In other words, to avoid an on-adjustment of our trees (and it is also true of all the mathematical models which one could build), it is advisable to apply a principle of parsimony and to carry out arbitrations performance/ complexity of the models used. With comparable performance, one will always prefer the simplest model, if one wishes to be able to use this model on new completely unknown data.

The problem of on-adjustment of the models

How to carry out this arbitration performance/ complexity of the models used? Initially, by evaluating the performance of one or several models on the data which were used for its construction (samples of training), but also on what one calls sample one (or several) of test, i.e. data at our disposal but which we voluntarily decide not to use in the construction of our models. All occurs as if these data of test were new data, reality. It is in particular the stability of the performance of our models on these two types of sample will enable us to judge his potential on-adjustment and thus of its capacity to being used with a risk of error controls under real conditions where the data are not known in advance…

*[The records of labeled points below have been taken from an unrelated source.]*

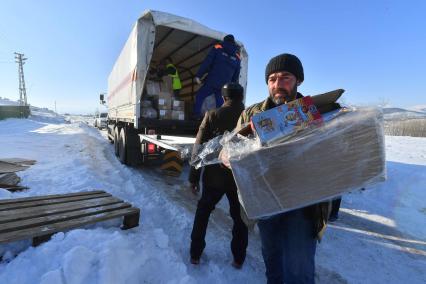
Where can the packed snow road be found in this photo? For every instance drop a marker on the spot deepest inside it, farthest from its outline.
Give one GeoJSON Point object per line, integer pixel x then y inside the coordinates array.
{"type": "Point", "coordinates": [379, 238]}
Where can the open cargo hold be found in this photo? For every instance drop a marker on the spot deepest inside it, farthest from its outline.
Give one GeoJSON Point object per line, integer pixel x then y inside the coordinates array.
{"type": "Point", "coordinates": [155, 37]}
{"type": "Point", "coordinates": [139, 101]}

In the graph opposite, we observe the evolution of the error of adjustment of a decision tree according to the number of sheets of the tree (complexity). We note that if the error decrease constantly on the sample of training, starting from a certain level of complexity (of very many branches and very many sheets) this model moves away from reality, reality which one tries to measure or in any case to approach on a second sample of data (sample test in the graph).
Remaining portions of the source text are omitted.